Steck, yang dikenal sebagai "Mesin Swiss" meninggal dalam kecelakaan saat melakukan aklimatisasi untuk percobaan di gunung Nupste tanpa oksigen melalui rute baru. Jasadnya ditemukan oleh sesama pendaki.
"Dia mengalami kecelakaan di dinding Nuptse dan meninggal. Sepertinya dia tergelincir," kata Ang Tsering Sherpa, kepala Asosiasi Pariwisata Gunung Nepal seperti dimuat
BBC.
Steck diketahui sedang bersiap untuk mendaki Gunung Everest menggunakan Ridge Barat, sebuah rute di mana lebih banyak pendaki yang tewas daripada yang berhasil mencapai puncak.
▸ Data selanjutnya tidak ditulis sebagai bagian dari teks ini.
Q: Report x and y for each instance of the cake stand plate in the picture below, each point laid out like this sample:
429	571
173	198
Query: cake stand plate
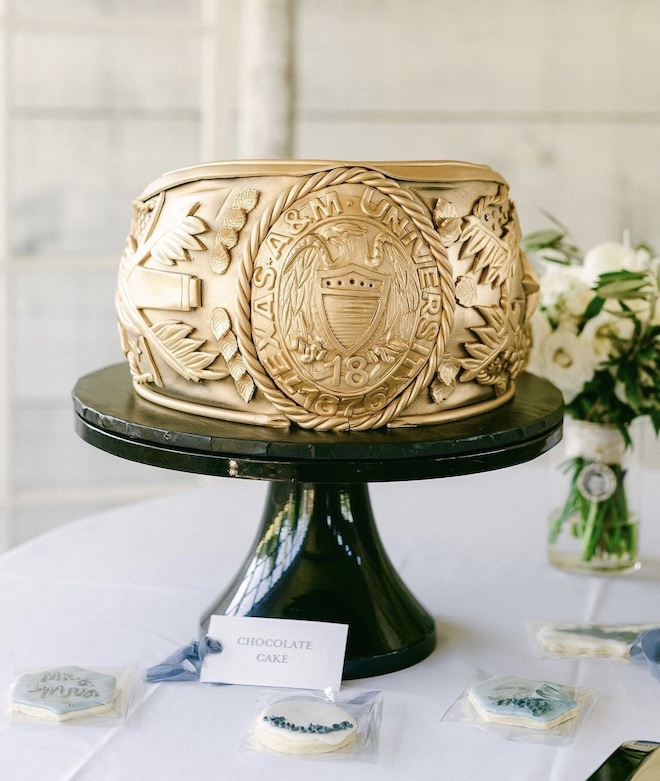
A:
318	555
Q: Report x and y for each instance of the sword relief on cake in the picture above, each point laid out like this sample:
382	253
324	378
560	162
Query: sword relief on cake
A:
349	303
145	285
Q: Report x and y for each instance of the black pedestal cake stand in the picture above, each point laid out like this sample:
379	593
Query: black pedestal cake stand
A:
318	555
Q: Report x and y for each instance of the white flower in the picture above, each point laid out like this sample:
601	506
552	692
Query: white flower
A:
564	291
612	256
601	329
565	358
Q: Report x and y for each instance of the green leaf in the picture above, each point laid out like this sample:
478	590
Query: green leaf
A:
594	307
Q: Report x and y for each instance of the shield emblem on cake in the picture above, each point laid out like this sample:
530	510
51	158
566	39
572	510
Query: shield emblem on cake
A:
351	301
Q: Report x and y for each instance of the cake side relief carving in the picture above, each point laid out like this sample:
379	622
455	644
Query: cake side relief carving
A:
145	287
447	221
495	292
345	300
227	237
177	243
228	343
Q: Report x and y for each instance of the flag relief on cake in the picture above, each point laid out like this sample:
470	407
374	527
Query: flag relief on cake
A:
331	296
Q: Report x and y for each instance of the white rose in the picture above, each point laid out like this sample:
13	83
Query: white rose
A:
566	359
563	289
612	256
600	330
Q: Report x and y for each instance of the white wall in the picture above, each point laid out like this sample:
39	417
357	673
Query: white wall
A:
101	96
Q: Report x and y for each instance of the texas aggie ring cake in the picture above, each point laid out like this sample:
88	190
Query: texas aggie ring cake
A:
332	296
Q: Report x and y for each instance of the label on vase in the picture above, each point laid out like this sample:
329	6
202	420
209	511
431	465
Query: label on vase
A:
276	652
596	482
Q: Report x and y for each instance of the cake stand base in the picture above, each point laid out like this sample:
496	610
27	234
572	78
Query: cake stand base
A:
318	556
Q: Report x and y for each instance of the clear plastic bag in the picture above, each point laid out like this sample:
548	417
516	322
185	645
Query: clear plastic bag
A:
525	702
606	641
326	725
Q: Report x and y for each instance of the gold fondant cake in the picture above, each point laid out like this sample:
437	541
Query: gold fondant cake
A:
333	296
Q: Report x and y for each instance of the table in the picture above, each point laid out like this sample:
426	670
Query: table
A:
126	587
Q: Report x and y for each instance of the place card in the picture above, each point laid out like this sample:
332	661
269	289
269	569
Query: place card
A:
276	652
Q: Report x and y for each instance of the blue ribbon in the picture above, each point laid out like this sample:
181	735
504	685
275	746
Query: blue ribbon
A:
647	647
184	664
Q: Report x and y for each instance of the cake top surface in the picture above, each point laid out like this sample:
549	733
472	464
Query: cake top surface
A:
414	170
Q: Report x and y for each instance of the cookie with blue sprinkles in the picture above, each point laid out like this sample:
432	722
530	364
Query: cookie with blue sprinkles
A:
522	703
304	727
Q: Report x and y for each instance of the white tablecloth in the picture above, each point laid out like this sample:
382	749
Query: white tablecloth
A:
125	588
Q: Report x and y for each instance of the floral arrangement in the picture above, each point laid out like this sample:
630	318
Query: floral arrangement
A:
596	336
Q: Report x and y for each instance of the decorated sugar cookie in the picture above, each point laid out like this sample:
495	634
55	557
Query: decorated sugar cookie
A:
63	693
611	640
304	727
522	703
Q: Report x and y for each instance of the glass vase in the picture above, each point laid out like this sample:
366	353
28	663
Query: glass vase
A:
594	530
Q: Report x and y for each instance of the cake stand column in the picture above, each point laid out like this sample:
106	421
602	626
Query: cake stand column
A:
318	556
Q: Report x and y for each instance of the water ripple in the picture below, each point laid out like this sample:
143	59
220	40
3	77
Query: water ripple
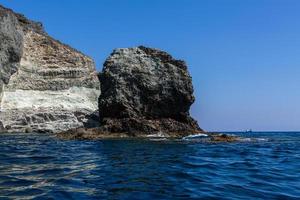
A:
43	167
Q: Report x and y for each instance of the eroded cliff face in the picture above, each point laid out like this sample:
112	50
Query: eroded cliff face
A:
145	93
146	90
46	86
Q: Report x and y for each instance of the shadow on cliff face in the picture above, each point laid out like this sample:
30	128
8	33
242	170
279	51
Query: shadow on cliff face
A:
144	91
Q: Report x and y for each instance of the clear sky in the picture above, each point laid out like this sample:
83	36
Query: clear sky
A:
243	55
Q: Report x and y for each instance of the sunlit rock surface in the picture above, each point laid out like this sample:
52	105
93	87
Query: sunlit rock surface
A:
145	91
46	86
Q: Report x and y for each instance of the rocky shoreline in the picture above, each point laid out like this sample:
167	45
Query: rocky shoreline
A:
49	87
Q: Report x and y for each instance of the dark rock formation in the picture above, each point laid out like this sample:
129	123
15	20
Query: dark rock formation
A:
144	91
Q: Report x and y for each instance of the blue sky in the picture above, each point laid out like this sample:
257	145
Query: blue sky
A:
244	55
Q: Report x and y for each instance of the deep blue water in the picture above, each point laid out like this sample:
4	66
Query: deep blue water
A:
44	167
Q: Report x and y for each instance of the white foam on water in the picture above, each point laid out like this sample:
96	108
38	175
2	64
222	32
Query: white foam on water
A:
200	135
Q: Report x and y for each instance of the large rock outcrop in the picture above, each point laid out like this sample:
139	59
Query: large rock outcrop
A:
45	86
144	92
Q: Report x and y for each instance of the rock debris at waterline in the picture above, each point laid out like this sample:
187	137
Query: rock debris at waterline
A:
145	91
46	86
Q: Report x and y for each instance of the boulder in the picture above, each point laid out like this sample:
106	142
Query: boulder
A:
146	90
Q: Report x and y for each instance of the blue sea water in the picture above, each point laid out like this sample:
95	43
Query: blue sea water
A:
44	167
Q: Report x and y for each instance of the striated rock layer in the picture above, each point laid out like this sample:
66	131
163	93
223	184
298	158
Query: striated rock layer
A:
45	86
144	92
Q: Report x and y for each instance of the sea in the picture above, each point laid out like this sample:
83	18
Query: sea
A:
264	165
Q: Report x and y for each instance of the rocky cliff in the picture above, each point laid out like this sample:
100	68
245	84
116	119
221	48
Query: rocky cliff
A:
45	86
145	92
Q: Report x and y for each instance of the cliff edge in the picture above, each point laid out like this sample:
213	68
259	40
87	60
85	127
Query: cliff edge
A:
145	91
45	86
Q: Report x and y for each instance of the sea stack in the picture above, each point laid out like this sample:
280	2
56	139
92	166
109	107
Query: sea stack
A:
45	86
145	91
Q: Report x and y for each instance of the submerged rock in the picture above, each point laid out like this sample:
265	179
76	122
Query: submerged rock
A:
144	91
45	86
Pria berusia 40 tahun tersebut merupakan pendaki yang telah menyabet banyak penghargaan dan dikenal karena pendakiannya yang cepat.
Dia mendaki puncak Gunung Everest tanpa oksigen pada tahun 2012, dan pada tahun 2015 memanjat semua puncak Alpen di atas 4.000meter dalam 62 hari.
Ia diyakini naik gunung melalui rute tersebut seorang diri setelah pendakiannya mengalami radang dingin parah.